GROCHOLEWSKI: Evidentemente, queste ordinazioni sono valide: non si può affermare la loro invalidità. Anche quando una persona scopre la propria omosessualità dopo l’ordinazione sacerdotale, deve ovviamente realizzare il proprio sacerdozio, deve cercare di vivere in castità, essere fedele all’impegno preso e alla dottrina della Chiesa, come tutti gli altri sacerdoti. Forse avrà bisogno di maggiore aiuto spirituale di altri.
L’Istruzione è stata inviata con una lettera di accompagnamento, in cui si ricorda – appunto – che non è in discussione la validità delle ordinazioni già avvenute di candidati con forti tendenze omosessuali. Ma si invita a non far lavorare queste persone nei semi­nari…
GROCHOLEWSKI: Anche in questo caso si tratta di un problema di opportunità.

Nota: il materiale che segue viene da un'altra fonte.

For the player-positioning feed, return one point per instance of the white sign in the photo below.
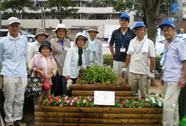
(104, 98)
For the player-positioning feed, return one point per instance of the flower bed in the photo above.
(80, 111)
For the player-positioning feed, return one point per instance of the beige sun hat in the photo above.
(41, 31)
(93, 28)
(63, 26)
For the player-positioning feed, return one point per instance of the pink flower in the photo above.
(49, 96)
(61, 105)
(123, 102)
(57, 98)
(147, 105)
(85, 101)
(76, 98)
(67, 101)
(66, 97)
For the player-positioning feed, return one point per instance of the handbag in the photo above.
(46, 85)
(34, 87)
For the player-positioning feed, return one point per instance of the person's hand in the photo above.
(69, 84)
(151, 75)
(67, 77)
(162, 82)
(182, 83)
(42, 74)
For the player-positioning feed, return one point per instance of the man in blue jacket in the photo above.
(13, 59)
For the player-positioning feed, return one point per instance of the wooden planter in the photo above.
(97, 116)
(122, 91)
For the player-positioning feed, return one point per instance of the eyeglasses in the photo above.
(166, 30)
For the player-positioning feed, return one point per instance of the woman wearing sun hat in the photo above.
(40, 36)
(60, 45)
(43, 65)
(94, 53)
(74, 62)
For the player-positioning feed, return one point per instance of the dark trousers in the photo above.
(56, 88)
(64, 86)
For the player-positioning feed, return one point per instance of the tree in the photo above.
(62, 8)
(17, 7)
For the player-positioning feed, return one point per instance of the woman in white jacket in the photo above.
(74, 62)
(94, 53)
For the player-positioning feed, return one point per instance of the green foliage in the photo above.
(62, 8)
(107, 59)
(158, 69)
(17, 7)
(99, 75)
(153, 102)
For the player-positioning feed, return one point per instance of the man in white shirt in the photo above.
(140, 51)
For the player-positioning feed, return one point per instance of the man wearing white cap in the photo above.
(140, 51)
(13, 59)
(174, 72)
(121, 38)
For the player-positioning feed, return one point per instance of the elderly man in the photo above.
(174, 66)
(141, 50)
(121, 38)
(13, 59)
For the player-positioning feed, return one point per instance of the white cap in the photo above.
(12, 20)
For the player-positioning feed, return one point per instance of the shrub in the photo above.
(107, 59)
(99, 75)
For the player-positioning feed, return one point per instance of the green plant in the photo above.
(107, 59)
(99, 75)
(158, 71)
(153, 102)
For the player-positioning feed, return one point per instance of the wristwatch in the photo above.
(152, 71)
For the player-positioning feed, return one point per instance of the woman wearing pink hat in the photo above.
(60, 45)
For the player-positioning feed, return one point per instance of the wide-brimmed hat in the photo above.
(63, 26)
(12, 20)
(139, 24)
(41, 31)
(125, 16)
(45, 43)
(93, 28)
(167, 23)
(81, 35)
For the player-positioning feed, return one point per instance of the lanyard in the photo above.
(140, 47)
(62, 44)
(123, 42)
(168, 49)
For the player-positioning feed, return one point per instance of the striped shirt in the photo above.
(47, 65)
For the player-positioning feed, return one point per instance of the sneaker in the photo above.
(10, 124)
(18, 123)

In seminario si trovano ragazzi, giovani. Quindi si tratta per un omosessuale di un ambiente, per così dire, molto provocatorio. Senza contare che una eventuale leggerezza da parte di uno di loro avrebbe un impatto molto profondo nella vita di un seminarista. Per la Chiesa uno dei problemi fondamentali è la formazione dei sacerdoti: di buoni sacerdoti che siano di aiuto anche all’apostolato dei laici. Per questo dobbiamo avere molta cura per ciò che avviene nei seminari. Questo è il motivo per cui abbiamo invitato i vescovi a evitare che nei seminari ci siano rettori ed educatori omosessuali.
Nell’Istruzione si invitano i seminaristi con radicate tendenze omosessuali ad auto­denunciare la propria situa­zione…

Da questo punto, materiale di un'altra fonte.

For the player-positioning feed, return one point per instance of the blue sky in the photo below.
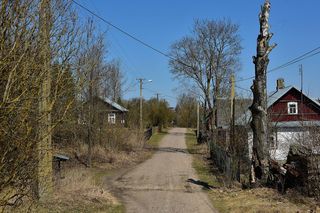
(295, 25)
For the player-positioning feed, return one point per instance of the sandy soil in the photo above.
(166, 182)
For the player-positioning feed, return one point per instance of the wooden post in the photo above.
(44, 146)
(258, 108)
(198, 120)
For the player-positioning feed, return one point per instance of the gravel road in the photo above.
(161, 184)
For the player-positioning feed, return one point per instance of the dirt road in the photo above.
(164, 182)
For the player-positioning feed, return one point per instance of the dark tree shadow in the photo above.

GROCHOLEWSKI: Le parole del testo sono molto chiare: sarebbe «gravemente disonesto che un candidato occultasse la propria omosessualità per accedere, nonostante tutto, all’ordinazione. Un atteggiamento così inautentico non corrisponde allo spirito di verità, di lealtà e di disponibilità che deve caratterizzare la personalità di colui che ritiene di essere chiamato a servire Cristo e la sua Chiesa nel ministero sacerdotale». Qualora poi il padre spirituale o il confessore vengano a conoscenza del fatto che un seminarista ha radicate tendenze omosessuali, non possono ovviamente denunciare il fatto in foro esterno, ma devono fare il possibile per cercare di persuadere il seminarista a lasciare il cammino intrapreso.
Un gruppo di giovani seminaristi

Un gruppo di giovani seminaristi

Sempre secondo padre Radcliffe, con l’autodenuncia si corre il rischio che i candidati più sinceri abbandonino spontaneamente il seminario, mentre i più scaltri no…

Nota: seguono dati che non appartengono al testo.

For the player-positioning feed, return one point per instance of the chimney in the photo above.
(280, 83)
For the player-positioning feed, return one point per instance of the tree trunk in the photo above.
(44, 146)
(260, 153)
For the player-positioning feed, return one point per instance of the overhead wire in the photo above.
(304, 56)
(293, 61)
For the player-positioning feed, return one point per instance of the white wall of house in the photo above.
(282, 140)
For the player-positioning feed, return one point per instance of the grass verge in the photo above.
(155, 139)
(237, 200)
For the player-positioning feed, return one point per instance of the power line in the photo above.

GROCHOLEWSKI: Sarebbe una tragedia. Spero proprio che nei seminari si crei un’atmosfera di fiducia e di collaborazione e che questo non avvenga. È una questione di onestà fondamentale per chi vuole diventare sacerdote.
Nell’Istruzione non si fa il minimo cenno all’uso della psicologia…
GROCHOLEWSKI: Il documento non voleva affrontare tutta la problematica connessa con la maturità affettiva e sessuale del candidato al sacerdozio. La psicologia e la psichiatria possono aiutare le persone a liberarsi dalle tendenze omosessuali o a vivere castamente la propria condizione. Queste scienze potrebbero essere di un certo aiuto anche per quelle persone che accidentalmente hanno avuto rapporti omosessuali senza avere una tendenza profondamente radicata. Ma il nostro documento non ha voluto affrontare queste tematiche.
Da anni si parla di un apposito documento della vostra Congregazione dedicato proprio all’uso della psicologia nei seminari…
GROCHOLEWSKI: A questo proposito non ho nulla da dichia­rare.